The choice of method was observations. As such, the observations were a qualitative inquiry into how social workers do social work, and not based on their reflections about their practice. The overall strategy of collecting data was based on an interest concerning how forms of cultural conduct are structured, and how knowledge and artefacts play out in practice, where children are constructed in certain ways. Drawing on Spradley (Citation1980), the method of observation amounts to data consisting of various focal points such as place, actors, actions, objects, events, time, goal and emotions, whereby the method not only focuses on the spoken words, but also on the bodies, emotionality and atmosphere at the meetings. As a participant observer, Bjerre was present at meetings. The study was approved by the Danish Data Protection Agency and information, thus the identification of the social workers, the families and municipality are anonymised and the researcher had no direct contact to the families. This decision was made in cooperation with the municipality, as it was practical impossible to attend real team meetings, if we had to wait for consent from families. The cases that were discussed at the team meetings were not planned weeks in advance. Rather, the discussions at the meetings centred on the most urgent matter for the social workers.

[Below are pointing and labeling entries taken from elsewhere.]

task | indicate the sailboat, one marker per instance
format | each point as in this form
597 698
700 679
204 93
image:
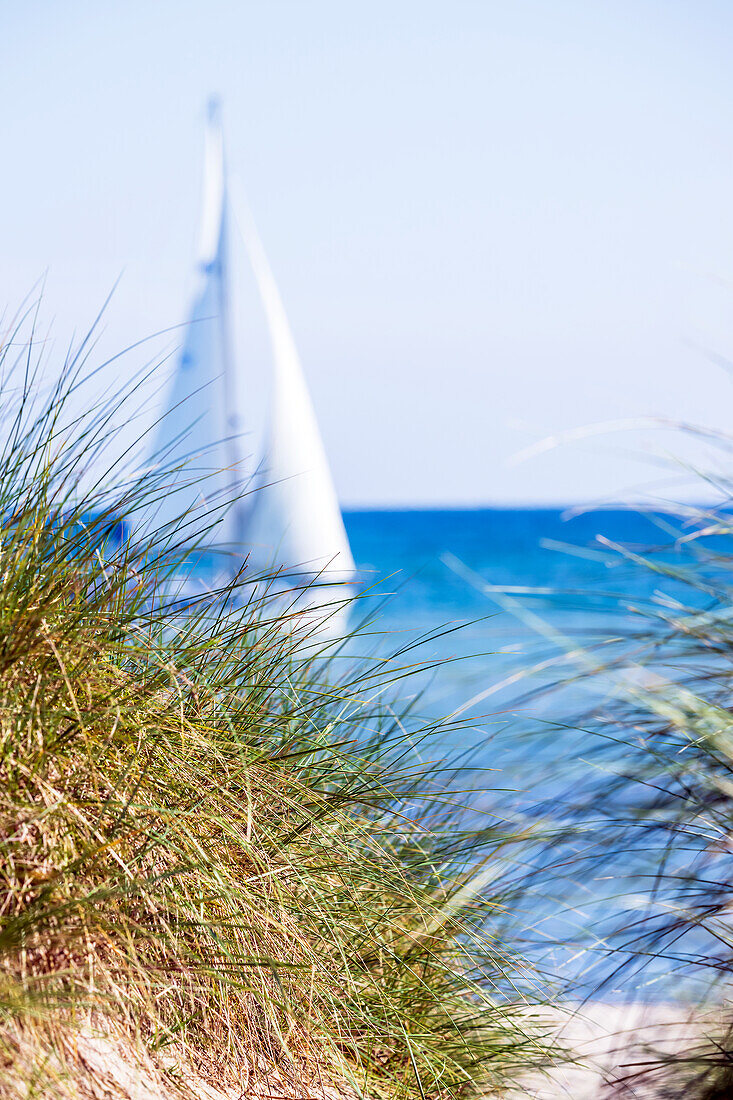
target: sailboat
291 524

Another consideration was the alliance between the families and the social workers which often were fragile, as the social workers dealt with families with limited resources and sometimes a high level of conflict. A choice was made after ethical reflections not to disturb the processes between the social workers and the families further.

During the three years, the size and organisational structure of the teams fluctuated. As a rule, a team leader and between three to eight female social workers were present at the meetings. The centre of attention during the team meetings was a ‘blackboard case’. During the dialogues about the ‘blackboard case’, the team leader would stand next to a large whiteboard writing details about the family, when the social workers told about the case. Most often, the social worker that was in charge of the case would share a narrative about the family, and the colleagues would supplement and ask questions. The social workers picked out a case to discuss at the meetings, often cases where they needed to decide something or the assigned social worker was in doubt. Some cases were discussed when the social workers thought the case was difficult to handle, because of threats from parents or difficulties cooperating with the school. Many cases that were discussed involved situations where the social workers suspected, that the children in the family were at high risk of maltreatment.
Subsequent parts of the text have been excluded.